Why natural gas prices are so low?
Four reasons, I found that explain why natural gas prices are so low:
Storage may be too full. The direct problem at the current moment in time is that the facility used to store natural gasses become too full at certain points in the year, when this occurs there is little space left for additional natural gas supply to be topped up during the summer months. In addition warmer winter has played part to the over-supply of natural gas since the winter’s draw down from the underground storage was else then expected.
(Figure 3. March 22 figure by the US Energy Information Administration showing actual natural gas in storage (red) compared to expected range.)

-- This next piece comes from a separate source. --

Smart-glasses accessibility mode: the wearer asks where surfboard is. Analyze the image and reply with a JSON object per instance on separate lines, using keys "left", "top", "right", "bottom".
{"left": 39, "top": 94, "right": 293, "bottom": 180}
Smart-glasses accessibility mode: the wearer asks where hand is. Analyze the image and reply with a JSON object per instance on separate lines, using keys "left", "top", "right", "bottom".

2. Little growth in historical uses. One of the underlying reasons why there is a mismatch between supply and demand is the fact that since 1997, US natural gas consumption has remained close to flat, regardless of price (Figure 4, below). With very low prices in 2011, consumption rose by 2.2% in 2011 compared to 2010.
Figure 4. US natural gas consumption by end use, based on EIA data.
Natural gas prices recently have been low enough to compete with coal prices. Even at these low price levels, there has been little increase in industrial demand, and no effect on residential and commercial usage (for heating of buildings, hot water, and cooking).
Industrial demand used to be the largest source of natural gas use, but this has been trending downward. Part of this downward trend is likely related to industries moving overseas for reasons related to wages. (Part may be related to spiking natural gas prices, as well.) Residential and commercial use has not been growing because furnaces have been becoming more efficient, and because more attention is being paid to insulation and other conservation measures.
Figure 5. US dry gas supply, divided between US produced and net imports.
3. Supply doesn’t drop quickly. Natural gas supply (Figure 5, above) does not drop very quickly when prices drop too low because long lead times and large investment is needed to bring supply on-line. Natural gas producers have debt to service and are often faced with “use it or lose it” leases, so are hesitant to stop, for fear of not being able to make use of their investment. A decline in price may be hedged, so the producer does not feel the effect as quickly as otherwise, and take appropriate action.
Profitability of individual wells is based on estimates of long-term future production and future costs–things which are not at all certain. Some small producers may not even be aware of how unprofitable current prices really are.
There is also the issue of large oil and gas companies having difficulty “replacing their oil reserves,” and needing natural gas reserves to substitute for oil reserves. These large oil companies are willing to buy natural gas companies, even if the cost would seem to be far too high, given recent prices. These willing buyers allow production to keep expanding, creating a greater over-supply situation before a shake-out occurs.
It might be noted that supply (Figure 5) is actually not rising very quickly, but given the slow rise in demand (2.2% in 2011), it is overwhelming the system. In 2011, US production of dry natural gas increased by 7.8% over 2010, but this increase is partly offset by an offset by a decrease in imports. When net imports are included, US dry gas supply for 2011 is up by 3.9% over 2010. The low growth in natural gas demand in 2011, plus the warm winter extending into 2012, has been enough to produce very low natural gas prices.